Principal ravageur des cultures de café, la Broca est presente dans toutes les régions du monde
De l’agriculture conventionnelle à l’agriculture bio-conventionnelle labellisée
Cependant, la machine est lancée et ne s’arrêtera probablement pas de sitôt. Le système agricole mondial répond à des besoins globaux et des lois de marché basé sur une logique capitaliste et mercantile. Et si le marché sollicite des produits toujours plus « verts » et garantis par des labels chaque jour plus nombreux, les petits producteurs sont malheureusement face à une impasse qui les oblige à s’adapter. Au niveau des grandes exploitations et de l’agro-industrie, la logique demeure sensiblement la même.
Car oui, s’il faut remplacer un produit dit « conventionnel » par un produit dit « vert » pour répondre à une exigence de marché, les acteurs de l’agro-industrie engageront les moyens nécessaires et disponibles. L’agrobusiness s’est toujours adapté et a alors développé de nouveaux mécanismes permettant de répondre aux cahiers des charges des nouvelles normes de production. C’est alors qu’on voit apparaître sur le marché des grandes marques de fertilisants organiques, bio-fongicides et autres produits autorisés par l’agriculture biologique.

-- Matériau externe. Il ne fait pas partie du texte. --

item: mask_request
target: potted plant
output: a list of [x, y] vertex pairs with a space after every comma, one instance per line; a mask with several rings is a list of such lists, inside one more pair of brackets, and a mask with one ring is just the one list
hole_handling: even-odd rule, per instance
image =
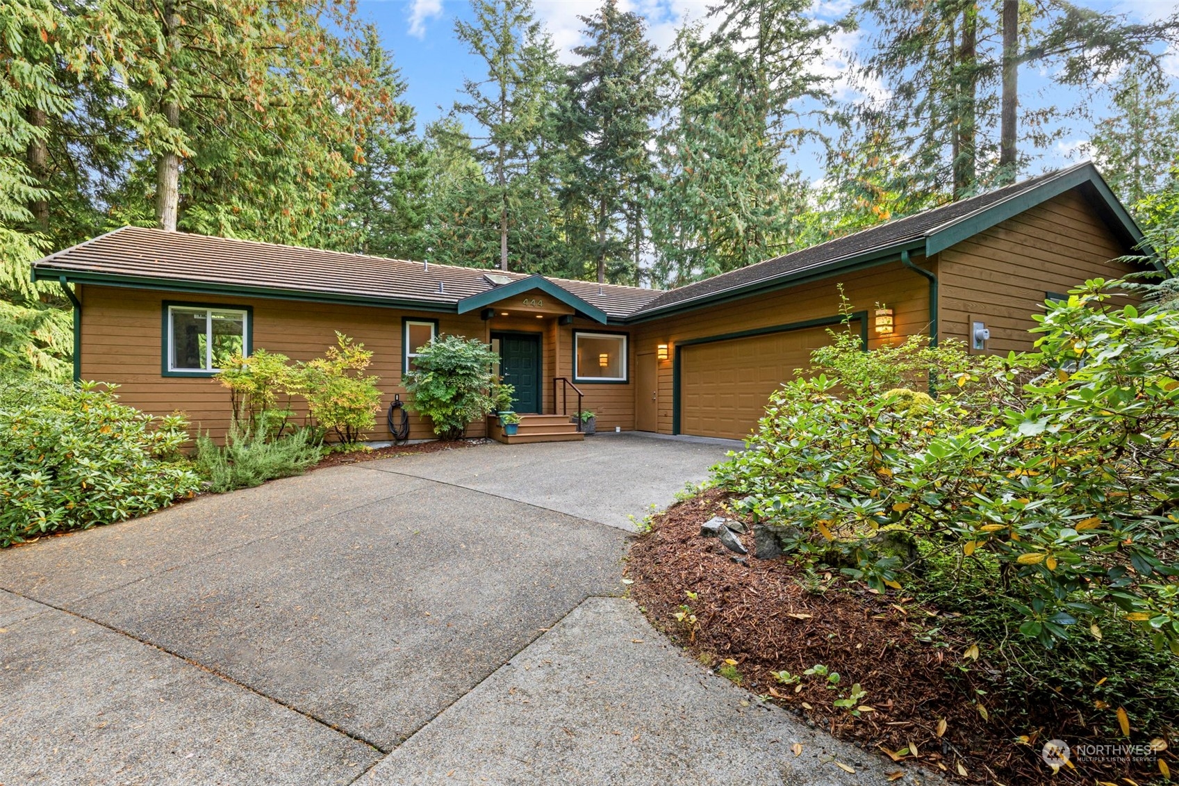
[[516, 428], [520, 427], [520, 415], [514, 412], [501, 412], [500, 425], [503, 426], [503, 433], [507, 437], [512, 437], [515, 434]]
[[515, 385], [508, 385], [503, 378], [492, 384], [492, 401], [498, 414], [512, 412], [512, 397], [515, 394]]

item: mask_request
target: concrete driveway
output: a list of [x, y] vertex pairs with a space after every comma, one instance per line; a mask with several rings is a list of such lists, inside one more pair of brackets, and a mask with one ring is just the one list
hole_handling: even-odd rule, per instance
[[0, 552], [0, 784], [859, 782], [621, 597], [627, 516], [724, 452], [409, 456]]

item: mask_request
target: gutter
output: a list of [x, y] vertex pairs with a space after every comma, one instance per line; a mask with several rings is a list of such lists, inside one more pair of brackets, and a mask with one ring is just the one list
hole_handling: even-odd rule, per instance
[[81, 301], [78, 300], [78, 295], [74, 294], [70, 284], [66, 283], [65, 275], [58, 276], [58, 283], [61, 284], [61, 289], [66, 293], [66, 297], [73, 303], [73, 316], [74, 316], [74, 385], [81, 381]]
[[909, 251], [901, 250], [901, 264], [909, 268], [914, 273], [920, 273], [921, 275], [929, 279], [929, 346], [937, 346], [937, 276], [935, 276], [929, 270], [924, 268], [918, 268], [909, 258]]

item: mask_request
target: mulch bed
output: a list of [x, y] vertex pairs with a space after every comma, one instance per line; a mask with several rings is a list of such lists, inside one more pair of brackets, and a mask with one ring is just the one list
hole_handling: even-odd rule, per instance
[[[1052, 775], [1040, 749], [1068, 723], [1045, 707], [1039, 716], [1032, 708], [1032, 728], [1007, 727], [999, 718], [1003, 713], [995, 712], [1002, 700], [986, 681], [984, 664], [962, 668], [974, 666], [967, 657], [970, 642], [944, 633], [918, 638], [947, 615], [903, 592], [876, 594], [829, 575], [808, 576], [788, 559], [756, 559], [752, 532], [740, 536], [751, 555], [747, 564], [735, 562], [736, 555], [717, 538], [700, 536], [700, 524], [724, 515], [725, 502], [724, 493], [710, 490], [657, 516], [652, 531], [632, 546], [627, 565], [635, 602], [702, 662], [719, 669], [726, 660], [736, 661], [740, 685], [755, 694], [835, 736], [954, 781], [1092, 785], [1096, 778], [1120, 786], [1134, 782], [1122, 781], [1125, 775], [1139, 784], [1148, 782], [1150, 773], [1158, 777], [1153, 765], [1129, 771], [1114, 765], [1109, 772], [1085, 765], [1084, 773]], [[676, 620], [681, 604], [697, 616], [694, 627]], [[796, 685], [783, 685], [772, 674], [785, 669], [801, 675], [816, 663], [839, 673], [837, 690], [826, 689], [818, 676], [803, 676], [796, 692]], [[852, 683], [867, 690], [861, 703], [874, 708], [858, 718], [832, 706]], [[1029, 744], [1019, 744], [1020, 735], [1028, 735]], [[909, 753], [895, 755], [903, 748]]]
[[415, 445], [390, 445], [388, 447], [374, 447], [371, 450], [351, 451], [348, 453], [328, 453], [309, 472], [322, 470], [341, 464], [358, 464], [360, 461], [376, 461], [383, 458], [395, 458], [397, 456], [411, 456], [416, 453], [439, 453], [442, 451], [455, 451], [463, 447], [487, 445], [489, 439], [455, 439], [450, 441], [435, 439], [429, 443], [417, 443]]

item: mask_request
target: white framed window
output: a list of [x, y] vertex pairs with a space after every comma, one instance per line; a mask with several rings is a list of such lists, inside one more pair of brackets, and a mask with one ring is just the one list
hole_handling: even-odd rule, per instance
[[249, 307], [165, 303], [165, 375], [211, 376], [233, 355], [250, 354]]
[[419, 354], [421, 354], [417, 351], [434, 341], [434, 339], [437, 338], [437, 320], [402, 320], [402, 372], [411, 371], [414, 368], [414, 360]]
[[578, 382], [626, 382], [625, 333], [573, 334], [573, 379]]

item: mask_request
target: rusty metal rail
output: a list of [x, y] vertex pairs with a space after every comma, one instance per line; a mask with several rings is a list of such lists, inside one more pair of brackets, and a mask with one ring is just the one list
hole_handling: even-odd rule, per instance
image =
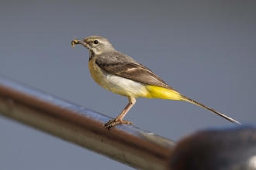
[[0, 115], [140, 169], [166, 169], [175, 144], [0, 76]]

La logique demeure purement capitaliste et enrichie les industriels laissant de coté les petits exploitants issus de l’agriculture familiale.

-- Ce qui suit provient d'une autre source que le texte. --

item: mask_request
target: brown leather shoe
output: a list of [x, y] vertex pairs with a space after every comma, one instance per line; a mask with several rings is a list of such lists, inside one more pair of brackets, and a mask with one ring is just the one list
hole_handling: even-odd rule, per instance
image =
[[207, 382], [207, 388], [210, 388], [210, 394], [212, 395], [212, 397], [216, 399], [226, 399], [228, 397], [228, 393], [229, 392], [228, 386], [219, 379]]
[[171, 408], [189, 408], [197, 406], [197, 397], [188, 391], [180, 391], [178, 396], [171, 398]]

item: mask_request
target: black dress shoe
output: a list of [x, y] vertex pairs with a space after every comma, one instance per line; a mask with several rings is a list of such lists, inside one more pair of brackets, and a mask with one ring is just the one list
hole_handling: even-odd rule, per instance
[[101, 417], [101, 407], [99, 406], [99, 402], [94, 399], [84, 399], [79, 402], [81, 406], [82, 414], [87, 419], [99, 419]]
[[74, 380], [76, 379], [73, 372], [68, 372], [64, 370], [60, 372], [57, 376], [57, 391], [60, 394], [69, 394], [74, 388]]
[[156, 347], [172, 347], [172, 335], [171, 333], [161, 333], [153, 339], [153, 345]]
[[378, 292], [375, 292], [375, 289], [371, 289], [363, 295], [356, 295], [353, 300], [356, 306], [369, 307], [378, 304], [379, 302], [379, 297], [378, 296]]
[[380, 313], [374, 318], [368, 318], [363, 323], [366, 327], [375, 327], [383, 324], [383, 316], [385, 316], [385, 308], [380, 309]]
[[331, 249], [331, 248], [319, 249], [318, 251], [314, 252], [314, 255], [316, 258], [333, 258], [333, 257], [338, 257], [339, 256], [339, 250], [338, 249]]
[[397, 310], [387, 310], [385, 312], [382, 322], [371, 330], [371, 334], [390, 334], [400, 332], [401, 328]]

Un système de marché peu solidaire : les petits producteurs mis sur la touche
L’agriculture familiale reste amplement majoritaire en Colombie avec plus de 80% des exploitations concernées. Face à cette logique mercantile agressive, les petits exploitants peinent à réunir les moyens nécessaires pour répondre à cette nécessité de marché.
Le contexte d’une grande hacienda et d’une petite exploitation caféière est sensiblement différente. Chez l’un, comme on a pu le voir, il s’agit « seulement » de remplacer des intrants par d’autres afin de répondre aux exigences. Chez l’autre, on est face à une agriculture de subsistance, où les ressources économiques sont limitées et où les priorités sont différentes. Pour la plupart des petits producteurs de café où la ferme n’a que 2 ou 3 hectares de production, la démarche d’agriculture organique, sans intrants synthétiques, est depuis longtemps intégrée, n’ayant tout bonnement pas les ressources pour acquérir les produits.
Mais pour répondre aux critères de l’agriculture biologique, de nombreux investissements sont nécessaires, et une capacité administrative est requise et souvent bien loin des réalités rurales, notamment en termes d’éducation. Il en résulte alors un faussé bien réel qui se creuse entre ces deux types d’agriculture.
Pour la plupart des petits producteurs de café, la démarche d’agriculture organique, sans intrants synthétiques, est depuis longtemps intégrée, n’ayant tout bonnement pas les ressources pour acquérir les produits.
Ferme familiale de café, El Cairo Valle – Colombie
De nombreux critères non pris en compte
La certification organique se préoccupe essentiellement du respect des normes dans les systèmes productifs dans le but de répondre aux exigences du marché « bio ». Mais qu’en est-il des aspects sociaux ? Qu’en est-il des critères de commerce équitable ? Qu’en est-il de la protection des zones forestière ?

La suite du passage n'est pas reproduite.